On reading the obituaries and eulogies to Eamon, I was struck at how much the discourse placed him in the world of GAA. A manager of the Donegal senior hurling side he brought the county its first Nicky Rackard Cup in 2006. There was another dimension to Eamon, one he never lost sight of. Given the guard of honour that accompanied him from his home to the cemetery I had felt there would be a wider depiction of the man I knew. His son, during the eulogy, referenced the many titles Eamon had, one of which was comrade. He was very much that. It was through the IRA and not the GAA that I knew him.
In 1974 as a seventeen year old I was transferred to Long Kesh from Crumlin Road jail. Before I left the Crum, Brendan Hughes brought me into his cell and give me a comm instructing me to hand deliver it to one of the staff in Long Kesh. He then briefed me on its contents in case I had to swallow it to keep it out of the hands of the authorities. I was amazed and a certain age of innocence was left behind that day. The world of the IRA just wasn't what it seemed.
I reached Cage 10 safely with the Dark's comm intact. For every single day over the next three weeks I worked constantly with Eamon regarding the matters in the comm. It was an intense period in my imprisonment. He was older than me and I took my lead from him. While he brought a perspicacity to problem solving he was never averse to hearing a different view. Once when I ventured the opinion that something was not right, that things were not adding up, he was the only one who listened. The rest of the team just carried on as if my observations had never been made. It taught me something about the IRA - being right doesn't always get you heard. Nevertheless, the three weeks bonded us and a strong trust ensued.

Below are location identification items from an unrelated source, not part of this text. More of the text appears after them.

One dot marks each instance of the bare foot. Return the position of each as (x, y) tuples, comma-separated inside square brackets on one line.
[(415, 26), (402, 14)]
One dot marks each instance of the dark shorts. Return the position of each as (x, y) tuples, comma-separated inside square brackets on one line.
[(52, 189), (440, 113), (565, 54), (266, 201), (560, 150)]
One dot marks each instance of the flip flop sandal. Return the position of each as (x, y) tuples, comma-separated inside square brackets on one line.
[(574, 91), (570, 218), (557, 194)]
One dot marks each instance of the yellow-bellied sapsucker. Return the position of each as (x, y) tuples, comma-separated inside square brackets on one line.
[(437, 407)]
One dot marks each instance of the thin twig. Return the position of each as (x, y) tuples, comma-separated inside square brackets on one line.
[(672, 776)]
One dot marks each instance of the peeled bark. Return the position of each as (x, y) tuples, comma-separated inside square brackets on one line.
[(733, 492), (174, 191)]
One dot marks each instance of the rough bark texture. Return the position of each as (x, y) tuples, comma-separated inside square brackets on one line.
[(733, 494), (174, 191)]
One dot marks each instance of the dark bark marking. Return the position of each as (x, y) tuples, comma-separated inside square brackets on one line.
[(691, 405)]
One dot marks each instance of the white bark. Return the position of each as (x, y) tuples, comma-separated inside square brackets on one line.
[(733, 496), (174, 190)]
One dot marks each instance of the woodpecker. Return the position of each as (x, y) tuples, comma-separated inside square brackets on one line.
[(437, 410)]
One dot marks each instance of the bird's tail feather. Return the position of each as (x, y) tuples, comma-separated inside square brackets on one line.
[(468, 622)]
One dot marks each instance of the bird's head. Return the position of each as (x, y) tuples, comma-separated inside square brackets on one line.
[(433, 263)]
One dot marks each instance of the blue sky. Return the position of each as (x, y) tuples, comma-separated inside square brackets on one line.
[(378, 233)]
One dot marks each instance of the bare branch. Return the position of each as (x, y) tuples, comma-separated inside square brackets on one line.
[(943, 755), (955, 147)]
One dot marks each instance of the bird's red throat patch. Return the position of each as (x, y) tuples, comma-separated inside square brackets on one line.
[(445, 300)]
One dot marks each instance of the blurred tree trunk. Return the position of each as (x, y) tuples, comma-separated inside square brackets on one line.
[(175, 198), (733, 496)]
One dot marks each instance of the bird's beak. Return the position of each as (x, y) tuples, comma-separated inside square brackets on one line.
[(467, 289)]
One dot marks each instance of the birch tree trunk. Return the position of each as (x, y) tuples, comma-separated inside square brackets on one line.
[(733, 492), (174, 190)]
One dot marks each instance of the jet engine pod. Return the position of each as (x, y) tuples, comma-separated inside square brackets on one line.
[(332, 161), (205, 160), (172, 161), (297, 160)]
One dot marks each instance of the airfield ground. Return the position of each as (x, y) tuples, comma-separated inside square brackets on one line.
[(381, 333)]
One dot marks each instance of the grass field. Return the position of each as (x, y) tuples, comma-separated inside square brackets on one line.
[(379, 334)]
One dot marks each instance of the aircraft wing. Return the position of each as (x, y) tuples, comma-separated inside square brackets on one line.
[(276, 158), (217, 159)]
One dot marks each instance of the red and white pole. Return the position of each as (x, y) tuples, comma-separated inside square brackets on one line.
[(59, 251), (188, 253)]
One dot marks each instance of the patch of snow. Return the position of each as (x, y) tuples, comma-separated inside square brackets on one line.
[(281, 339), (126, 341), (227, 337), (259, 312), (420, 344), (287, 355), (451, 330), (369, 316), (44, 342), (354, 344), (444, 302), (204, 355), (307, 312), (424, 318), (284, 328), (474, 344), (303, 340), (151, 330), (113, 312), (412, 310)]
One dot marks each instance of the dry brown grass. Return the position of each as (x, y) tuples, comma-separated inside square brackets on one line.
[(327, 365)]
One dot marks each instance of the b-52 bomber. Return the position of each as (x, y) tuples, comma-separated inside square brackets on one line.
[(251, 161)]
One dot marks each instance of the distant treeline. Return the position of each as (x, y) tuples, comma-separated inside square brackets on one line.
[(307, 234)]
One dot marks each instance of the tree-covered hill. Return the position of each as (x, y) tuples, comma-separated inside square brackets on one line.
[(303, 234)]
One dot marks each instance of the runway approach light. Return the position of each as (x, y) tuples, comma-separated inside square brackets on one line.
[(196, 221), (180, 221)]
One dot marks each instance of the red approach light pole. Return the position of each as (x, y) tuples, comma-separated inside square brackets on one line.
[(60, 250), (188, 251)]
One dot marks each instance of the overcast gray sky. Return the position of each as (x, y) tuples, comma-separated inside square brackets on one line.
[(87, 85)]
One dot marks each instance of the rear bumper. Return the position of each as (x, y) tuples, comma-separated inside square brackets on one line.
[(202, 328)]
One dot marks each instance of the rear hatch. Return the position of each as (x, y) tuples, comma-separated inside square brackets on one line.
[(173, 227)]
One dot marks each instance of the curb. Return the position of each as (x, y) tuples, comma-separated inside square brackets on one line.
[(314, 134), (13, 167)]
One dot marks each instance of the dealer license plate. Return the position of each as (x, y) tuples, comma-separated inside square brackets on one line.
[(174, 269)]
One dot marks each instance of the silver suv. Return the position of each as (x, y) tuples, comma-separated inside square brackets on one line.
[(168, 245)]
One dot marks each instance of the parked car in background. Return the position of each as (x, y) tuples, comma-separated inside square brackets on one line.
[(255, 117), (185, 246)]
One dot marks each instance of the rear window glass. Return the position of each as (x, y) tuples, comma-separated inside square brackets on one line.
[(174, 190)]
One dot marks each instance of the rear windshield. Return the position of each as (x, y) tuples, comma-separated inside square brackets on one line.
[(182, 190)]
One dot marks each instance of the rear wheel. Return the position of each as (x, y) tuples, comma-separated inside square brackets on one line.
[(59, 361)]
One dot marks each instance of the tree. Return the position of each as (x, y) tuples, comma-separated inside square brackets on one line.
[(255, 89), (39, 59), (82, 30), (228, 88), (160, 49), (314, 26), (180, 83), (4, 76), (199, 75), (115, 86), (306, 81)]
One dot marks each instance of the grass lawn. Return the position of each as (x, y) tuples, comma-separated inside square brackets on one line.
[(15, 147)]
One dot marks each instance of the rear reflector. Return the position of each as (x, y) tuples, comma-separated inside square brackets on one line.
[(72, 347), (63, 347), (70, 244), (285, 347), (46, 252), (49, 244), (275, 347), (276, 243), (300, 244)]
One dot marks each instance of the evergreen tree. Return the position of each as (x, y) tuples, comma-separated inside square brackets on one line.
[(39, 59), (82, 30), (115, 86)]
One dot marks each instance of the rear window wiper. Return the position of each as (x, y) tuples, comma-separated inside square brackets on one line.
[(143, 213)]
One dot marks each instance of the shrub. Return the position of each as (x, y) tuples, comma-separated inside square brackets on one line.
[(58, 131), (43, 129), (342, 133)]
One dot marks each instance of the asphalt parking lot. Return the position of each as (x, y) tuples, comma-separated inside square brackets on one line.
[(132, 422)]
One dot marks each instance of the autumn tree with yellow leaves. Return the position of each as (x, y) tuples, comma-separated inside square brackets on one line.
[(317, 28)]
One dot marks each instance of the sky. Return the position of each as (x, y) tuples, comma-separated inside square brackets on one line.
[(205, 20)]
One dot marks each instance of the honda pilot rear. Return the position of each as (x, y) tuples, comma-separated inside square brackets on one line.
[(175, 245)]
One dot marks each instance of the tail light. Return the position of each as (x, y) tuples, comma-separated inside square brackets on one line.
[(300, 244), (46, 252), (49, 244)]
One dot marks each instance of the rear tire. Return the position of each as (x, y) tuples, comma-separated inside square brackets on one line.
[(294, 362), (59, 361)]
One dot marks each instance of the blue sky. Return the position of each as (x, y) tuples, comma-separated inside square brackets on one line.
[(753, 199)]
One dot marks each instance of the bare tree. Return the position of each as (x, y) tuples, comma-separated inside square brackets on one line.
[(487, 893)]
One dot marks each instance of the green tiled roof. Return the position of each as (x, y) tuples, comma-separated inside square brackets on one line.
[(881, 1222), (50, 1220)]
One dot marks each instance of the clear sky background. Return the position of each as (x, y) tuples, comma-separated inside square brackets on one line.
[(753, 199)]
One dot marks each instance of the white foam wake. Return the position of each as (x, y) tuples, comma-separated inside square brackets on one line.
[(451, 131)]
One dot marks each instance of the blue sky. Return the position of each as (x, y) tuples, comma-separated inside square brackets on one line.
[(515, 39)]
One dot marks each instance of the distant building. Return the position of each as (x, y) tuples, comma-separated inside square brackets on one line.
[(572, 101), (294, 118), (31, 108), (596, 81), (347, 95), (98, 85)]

After my return to the Crum I was involved in wrecking up A Wing in solidarity with the men who had burned Long Kesh, and ended up locked up 24/7 as a result. In any event myself and Eamon eventually reached separate cages in Magilligan, he in G myself in F, seeing each other only occasionally. But to borrow a phrase, our work was done and we had moved onto different things, with an overlap of sorts. While I was busy digging a tunnel in F he was plotting his own escape from G. Shortly before I was released towards the end of 1975 he escaped from Altnagelvin Hospital. Fear Maith, Eamon, I thought. Against all odds he beat me to the gate.
It was not the last he saw of jails. His commitment to the republican cause led him into to the austere Portlaoise where he spent a number of years. Eamon was a republican through and through. He was also something of an iconoclast, able to see the clay feet that many had built reputations on. No point in going to Eamon with fancy words. He would have spotted the big hat no cattle type immediately and called them out.
A warrior who initially hailed from the Glens of Antrim, his funeral was one of the largest I have attended. As he was lowered into his grave while others were looking upon the GAA legend, my thoughts were here is an IRA chieftain being laid to rest.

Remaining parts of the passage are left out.